La représentante de l’Organisation Internationale de la Francophonie (OIF) pour l’Afrique de l’Ouest, Mme Thi Hoang Mai Tran, a offert, le mardi 24 Mars 2026 à Lomé, une réception, pour marquer la célébration de la Journée de la Francophonie, édition 2026. La soirée a connu la participation du ministre du Tourisme, des Arts et de la Culture, M. Isaac Tsiakpé.
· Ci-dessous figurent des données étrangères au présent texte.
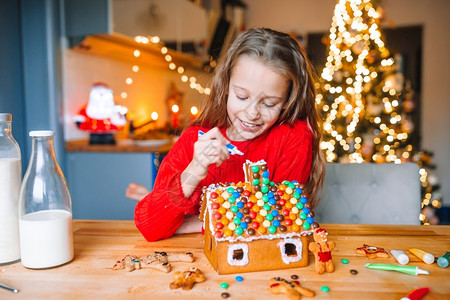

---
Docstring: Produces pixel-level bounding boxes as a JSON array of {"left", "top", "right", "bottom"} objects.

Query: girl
[{"left": 135, "top": 29, "right": 325, "bottom": 241}]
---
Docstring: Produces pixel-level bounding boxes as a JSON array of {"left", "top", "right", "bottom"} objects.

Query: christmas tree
[
  {"left": 316, "top": 0, "right": 442, "bottom": 224},
  {"left": 317, "top": 0, "right": 414, "bottom": 163}
]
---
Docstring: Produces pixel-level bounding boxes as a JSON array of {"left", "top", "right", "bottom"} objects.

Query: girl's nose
[{"left": 245, "top": 100, "right": 261, "bottom": 120}]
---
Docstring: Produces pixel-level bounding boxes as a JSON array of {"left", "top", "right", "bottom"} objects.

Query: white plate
[{"left": 134, "top": 139, "right": 170, "bottom": 147}]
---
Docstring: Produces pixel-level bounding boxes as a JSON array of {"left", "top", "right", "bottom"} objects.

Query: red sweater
[{"left": 134, "top": 121, "right": 312, "bottom": 241}]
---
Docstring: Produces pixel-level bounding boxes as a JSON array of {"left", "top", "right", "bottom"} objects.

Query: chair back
[{"left": 314, "top": 163, "right": 421, "bottom": 225}]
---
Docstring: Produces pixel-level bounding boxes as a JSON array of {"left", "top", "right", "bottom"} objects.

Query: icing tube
[
  {"left": 438, "top": 252, "right": 450, "bottom": 268},
  {"left": 390, "top": 249, "right": 409, "bottom": 265},
  {"left": 409, "top": 248, "right": 434, "bottom": 265},
  {"left": 364, "top": 263, "right": 430, "bottom": 275}
]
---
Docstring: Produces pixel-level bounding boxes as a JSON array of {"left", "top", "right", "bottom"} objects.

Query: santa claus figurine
[{"left": 75, "top": 82, "right": 127, "bottom": 144}]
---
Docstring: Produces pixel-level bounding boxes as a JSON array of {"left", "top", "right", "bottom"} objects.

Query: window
[
  {"left": 277, "top": 238, "right": 303, "bottom": 264},
  {"left": 227, "top": 244, "right": 248, "bottom": 266}
]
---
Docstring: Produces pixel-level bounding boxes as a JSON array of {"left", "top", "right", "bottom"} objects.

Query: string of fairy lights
[
  {"left": 316, "top": 0, "right": 412, "bottom": 163},
  {"left": 116, "top": 36, "right": 211, "bottom": 121}
]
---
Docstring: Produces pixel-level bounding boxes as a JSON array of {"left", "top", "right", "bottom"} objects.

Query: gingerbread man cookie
[
  {"left": 113, "top": 251, "right": 194, "bottom": 273},
  {"left": 355, "top": 244, "right": 389, "bottom": 258},
  {"left": 308, "top": 228, "right": 336, "bottom": 274},
  {"left": 269, "top": 277, "right": 316, "bottom": 300},
  {"left": 170, "top": 267, "right": 206, "bottom": 290}
]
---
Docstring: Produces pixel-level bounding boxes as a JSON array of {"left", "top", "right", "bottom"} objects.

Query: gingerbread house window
[
  {"left": 277, "top": 238, "right": 303, "bottom": 264},
  {"left": 227, "top": 244, "right": 248, "bottom": 266}
]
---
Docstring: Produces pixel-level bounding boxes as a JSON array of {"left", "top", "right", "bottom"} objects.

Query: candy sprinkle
[
  {"left": 320, "top": 285, "right": 330, "bottom": 293},
  {"left": 220, "top": 282, "right": 228, "bottom": 289}
]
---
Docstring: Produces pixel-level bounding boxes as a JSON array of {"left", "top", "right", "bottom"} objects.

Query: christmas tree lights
[{"left": 316, "top": 0, "right": 413, "bottom": 163}]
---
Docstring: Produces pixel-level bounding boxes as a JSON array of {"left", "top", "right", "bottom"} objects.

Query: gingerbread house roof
[{"left": 201, "top": 161, "right": 318, "bottom": 242}]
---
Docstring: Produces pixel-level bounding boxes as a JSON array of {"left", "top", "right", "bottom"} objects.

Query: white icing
[
  {"left": 277, "top": 238, "right": 303, "bottom": 264},
  {"left": 227, "top": 244, "right": 248, "bottom": 266}
]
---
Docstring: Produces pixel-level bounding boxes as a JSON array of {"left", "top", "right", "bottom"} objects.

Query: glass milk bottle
[
  {"left": 19, "top": 131, "right": 73, "bottom": 269},
  {"left": 0, "top": 113, "right": 22, "bottom": 264}
]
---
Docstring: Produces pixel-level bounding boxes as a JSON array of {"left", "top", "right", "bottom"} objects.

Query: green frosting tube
[
  {"left": 437, "top": 252, "right": 450, "bottom": 268},
  {"left": 364, "top": 263, "right": 430, "bottom": 275}
]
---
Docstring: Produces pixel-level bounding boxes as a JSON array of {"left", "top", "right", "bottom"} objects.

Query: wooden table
[{"left": 0, "top": 220, "right": 450, "bottom": 299}]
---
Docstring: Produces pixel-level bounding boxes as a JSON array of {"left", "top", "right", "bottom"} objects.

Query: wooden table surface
[{"left": 0, "top": 220, "right": 450, "bottom": 300}]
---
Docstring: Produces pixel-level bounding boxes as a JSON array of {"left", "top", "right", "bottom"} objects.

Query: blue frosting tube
[
  {"left": 364, "top": 263, "right": 430, "bottom": 275},
  {"left": 437, "top": 252, "right": 450, "bottom": 268},
  {"left": 198, "top": 130, "right": 244, "bottom": 155}
]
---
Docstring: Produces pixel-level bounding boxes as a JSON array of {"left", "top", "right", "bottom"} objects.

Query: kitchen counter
[
  {"left": 0, "top": 220, "right": 450, "bottom": 300},
  {"left": 66, "top": 139, "right": 173, "bottom": 153}
]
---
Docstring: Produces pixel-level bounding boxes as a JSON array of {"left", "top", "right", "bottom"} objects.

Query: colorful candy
[{"left": 209, "top": 165, "right": 318, "bottom": 238}]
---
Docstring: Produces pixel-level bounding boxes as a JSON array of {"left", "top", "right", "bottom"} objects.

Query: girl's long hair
[{"left": 194, "top": 28, "right": 325, "bottom": 207}]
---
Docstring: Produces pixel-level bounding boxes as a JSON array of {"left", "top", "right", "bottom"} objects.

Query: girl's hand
[
  {"left": 187, "top": 127, "right": 230, "bottom": 180},
  {"left": 181, "top": 127, "right": 230, "bottom": 198}
]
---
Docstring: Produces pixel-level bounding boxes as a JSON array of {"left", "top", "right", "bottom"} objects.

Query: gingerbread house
[{"left": 200, "top": 161, "right": 319, "bottom": 274}]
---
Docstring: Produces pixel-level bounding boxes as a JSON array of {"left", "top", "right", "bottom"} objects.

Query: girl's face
[{"left": 227, "top": 55, "right": 289, "bottom": 141}]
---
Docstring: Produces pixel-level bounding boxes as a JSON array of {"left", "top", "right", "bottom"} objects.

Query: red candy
[
  {"left": 213, "top": 212, "right": 222, "bottom": 220},
  {"left": 284, "top": 219, "right": 292, "bottom": 226},
  {"left": 252, "top": 222, "right": 259, "bottom": 229}
]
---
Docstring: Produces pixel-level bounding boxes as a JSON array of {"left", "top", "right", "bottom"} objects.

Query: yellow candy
[
  {"left": 228, "top": 222, "right": 236, "bottom": 231},
  {"left": 255, "top": 216, "right": 267, "bottom": 223},
  {"left": 223, "top": 228, "right": 233, "bottom": 236},
  {"left": 217, "top": 206, "right": 227, "bottom": 215}
]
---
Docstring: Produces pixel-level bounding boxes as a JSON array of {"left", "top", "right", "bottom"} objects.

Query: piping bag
[
  {"left": 364, "top": 263, "right": 430, "bottom": 275},
  {"left": 400, "top": 288, "right": 430, "bottom": 300},
  {"left": 408, "top": 248, "right": 434, "bottom": 265},
  {"left": 198, "top": 130, "right": 244, "bottom": 155}
]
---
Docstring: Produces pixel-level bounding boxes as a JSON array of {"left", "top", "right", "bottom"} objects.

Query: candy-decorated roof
[{"left": 203, "top": 161, "right": 319, "bottom": 242}]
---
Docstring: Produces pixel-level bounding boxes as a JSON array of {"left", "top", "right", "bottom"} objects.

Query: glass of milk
[
  {"left": 19, "top": 131, "right": 74, "bottom": 269},
  {"left": 0, "top": 113, "right": 22, "bottom": 264}
]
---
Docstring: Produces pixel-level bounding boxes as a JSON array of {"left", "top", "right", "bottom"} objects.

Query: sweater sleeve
[
  {"left": 134, "top": 128, "right": 201, "bottom": 241},
  {"left": 272, "top": 121, "right": 313, "bottom": 184}
]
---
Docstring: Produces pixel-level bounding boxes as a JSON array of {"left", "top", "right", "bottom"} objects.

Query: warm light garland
[{"left": 134, "top": 36, "right": 211, "bottom": 95}]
La séquence du toast repris par l’assistance.
Amoureux, sympathisants ou personnes ayant la langue française en partage célèbrent, chaque 20 mars, la Journée de la Francophonie. Plusieurs activités organisées autour de cette journée au Togo, ont eu pour point culminant la soirée initiée au siège de l’institution à Lomé par la représentation de la Francophonie en Afrique de l’Ouest, basée dans la capitale togolaise. Réception donnée par la première responsable, Mme Thi Hoang Mai Tran. De nombreux acteurs issus de différents secteurs, aussi bien institutionnels que privés, ont été les convives de cette soirée. Au rang des personnalités figurent le représentant du gouvernement, le ministre Isaac Tsiakpé, l’ambassadeur de France au Togo, Augustin Favereau, le représentant du Président du Conseil du Togo auprès de la Francophonie, Pr. Kangni Alem, etc. Avant le toast, les invités à la soirée ont suivi le message de la secrétaire générale de l’OIF, Mme Louise Mushikiwabo.
Le français nous unit…mais il doit encore conquérir toute sa place dans l’espace
Un message d’optimisme à travers lequel, elle s’est réjouie de la parution de la 6e édition du rapport sur la langue française dans le monde avec des chiffres encourageants. On y retient que l’usage du français a progressé avec près de quatre-cent millions de locuteurs sur les cinq continents. Ce qui a fait passer le français de la cinquième à la quatrième place des langues les plus parlées sur Terre. Elle a félicité cette dynamique qui repose, en grande partie, sur la jeunesse. Selon elle, « …le français nous unit et il se porte bien, mais il doit encore conquérir toute sa place dans l’espace. J’en appelle donc à vous tous, faites vivre notre langue, parlez-là, écrivez-là, créez un français, investissez les espaces numériques, parce que la vitalité de notre langue et le renforcement de son rayonnement mondial reposent aussi sur l’engagement de chacun d’entre vous ». Mme Mushikiwabo a aussi salué la célébration, cette année, des vingt-cinq ans du prix des cinq continents de la francophonie, un prix qui incarne la richesse et la diversité, en rappelant que le français n’appartient à personne, mais il est porté par toutes celles et tous ceux qui le font vivre, bien au-delà des frontières. Elle a saisi l’occasion pour appeler à l’émergence d’un système international plus équilibré, un système qui donne toute sa place à l’écoute, qui respecte les voix de chacun et qui rejette toute forme de diktat. « Chers francophones, en cette journée qui nous rassemble, ayons confiance dans la force de notre engagement collectif pour construire un monde plus humain et plus solidaire. Choisissons, chaque jour, de privilégier l’écoute de l’autre pour nourrir le dialogue et contribuer à un monde plus apaisé et que la génération paix est en effet le dernier mot.», a-t-elle conclu.
Ecouter la jeunesse est indispensable pour répondre aux défis du présent
Pour sa part, la représentante pour l’Afrique de l’Ouest de l’OIF, Mme Thi Hoang Mai Tran, a expliqué que le thème retenu « Génération de paix: La contribution des jeunes pour un monde plus apaisé », témoigne de l’engagement de l’OIF à mettre en lumière les initiatives, engagements et solutions portés par les jeunes en faveur du dialogue, de la cohésion et de la paix. Ceci, avec la conviction qu’écouter la jeunesse et investir en elle, sont indispensables pour répondre aux défis du présent et mieux préparer l’avenir. Mme Thi Hoang Mai Tran a félicité la coopération constante, structurée et résolument tournée vers l’impact entre l’OIF et le Togo. Elle a salué la dynamique propre à la Francophonie et les actions de la Commission nationale de la Francophonie, qui anime une kyrielle d’activités au profit de la jeunesse. Tout en appelant à garder vive la mobilisation pour mieux écouter, mieux accompagner et mieux investir dans la jeunesse.